In ecologic studies, the experimental units are often entire populations (such of a region or country). For example, in a study presented in Chapter 16 of Epidemiology For Dummies by Amal K. Mitra (Wiley), the experimental unit is a country, and 15 countries were included in the analysis. The exposure being investigated is fat intake from diet (which was operationalized as average saturated fat intake as a percentage of energy in the diet). The outcome was deaths from coronary heart disease (CHD), operationalized as 50-year CHD deaths per 1,000 person-years (see Chapter 15 for more about rates in person-years). Figure 7-3 presents the results in the form of a scatter plot.

A scatter plot graph displaying the relationship between average saturated fat intake as a percentage of energy and CHD deaths per 100,000 men aged 55-64. The graph shows data points for various locations with a strong positive correlation indicated by a dashed trend line and a correlation coefficient ® of 0.92. — © John Wiley & Sons, Inc.
FIGURE 7-3: Ecologic study results.

As shown in Figure 7-3, the country’s average value of the outcome (rate of CHD deaths) is plotted on the y-axis because it’s the outcome. The exposure, average dietary fat intake for the country, is plotted on the x-axis. The 15 countries in the study are plotted according to their x-y coordinates. Notice that the United States is in the upper-right quadrant of the scatter plot because it has high rates of both the exposure and outcome. The strong, positive value of correlation coefficient r (which is 0.92) indicates that there is a strong positive bivariate association between the exposure and outcome, which is weak evidence for causality (flip to Chapter 15 for more on correlation).

But the problem with ecologic studies is that the experimental unit is a whole population — not an individual. What if the individuals in the United States who ate low-fat diets were actually the ones to die of CHD? And what if the ones who ate high-fat diets were more likely to die of something else? Attributing the behavior of a group to an individual is called the ecologic fallacy, and can be a problem with interpreting results like the ones shown in Figure 7-3.

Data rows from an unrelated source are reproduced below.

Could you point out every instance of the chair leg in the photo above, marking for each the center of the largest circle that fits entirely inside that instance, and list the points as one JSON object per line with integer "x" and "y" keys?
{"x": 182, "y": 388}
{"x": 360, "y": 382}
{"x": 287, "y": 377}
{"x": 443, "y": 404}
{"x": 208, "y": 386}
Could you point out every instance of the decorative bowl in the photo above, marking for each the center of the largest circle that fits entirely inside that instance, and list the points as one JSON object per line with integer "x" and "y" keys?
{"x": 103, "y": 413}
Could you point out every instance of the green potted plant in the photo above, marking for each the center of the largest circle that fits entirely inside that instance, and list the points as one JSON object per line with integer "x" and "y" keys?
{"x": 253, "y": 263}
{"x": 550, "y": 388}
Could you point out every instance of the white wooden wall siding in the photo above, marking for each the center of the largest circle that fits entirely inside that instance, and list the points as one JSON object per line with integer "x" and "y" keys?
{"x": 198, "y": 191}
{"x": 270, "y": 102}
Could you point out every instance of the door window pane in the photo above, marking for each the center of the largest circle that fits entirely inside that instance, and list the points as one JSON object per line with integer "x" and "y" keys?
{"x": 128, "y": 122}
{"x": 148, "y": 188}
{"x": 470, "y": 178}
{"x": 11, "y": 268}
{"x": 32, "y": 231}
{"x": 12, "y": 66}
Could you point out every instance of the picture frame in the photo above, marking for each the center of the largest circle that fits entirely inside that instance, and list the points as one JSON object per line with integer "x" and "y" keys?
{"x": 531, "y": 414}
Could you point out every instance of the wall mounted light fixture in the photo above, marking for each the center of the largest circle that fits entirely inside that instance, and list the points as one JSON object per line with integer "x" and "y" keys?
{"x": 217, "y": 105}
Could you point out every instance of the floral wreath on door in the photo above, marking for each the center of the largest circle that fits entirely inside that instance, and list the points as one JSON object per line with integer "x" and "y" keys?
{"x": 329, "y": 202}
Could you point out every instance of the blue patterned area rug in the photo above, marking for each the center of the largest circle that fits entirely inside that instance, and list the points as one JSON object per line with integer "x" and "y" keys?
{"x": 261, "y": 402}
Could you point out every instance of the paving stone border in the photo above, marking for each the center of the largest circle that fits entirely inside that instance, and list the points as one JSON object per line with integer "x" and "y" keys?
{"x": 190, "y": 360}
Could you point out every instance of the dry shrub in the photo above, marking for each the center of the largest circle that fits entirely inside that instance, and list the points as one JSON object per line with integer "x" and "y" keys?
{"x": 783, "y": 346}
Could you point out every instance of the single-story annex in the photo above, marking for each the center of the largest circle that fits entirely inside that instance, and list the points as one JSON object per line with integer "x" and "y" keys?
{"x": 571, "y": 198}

That is why we also have cross-sectional studies, where the experimental unit is an individual, not a population. A cross-sectional study takes measurements of individuals at one point in time — either through an in-person hands-on examination, or by survey (over the phone, Internet, or in person). The National Health and Nutrition Examination Survey (NHANES) is a cross-sectional surveillance effort done by the U.S. government on a sample of residents every year. NHANES makes many measurements relevant to human health in the United States, including dietary fat intake as well as status of many chronic diseases including CHD. If an analysis of cross-sectional data like NHANES found that there was a strong positive association between high dietary fat intake and a CHD diagnosis in the individuals participating, it would still be weak evidence for causation, but would be stronger than what was found in the ecologic study presented in Figure 7-3.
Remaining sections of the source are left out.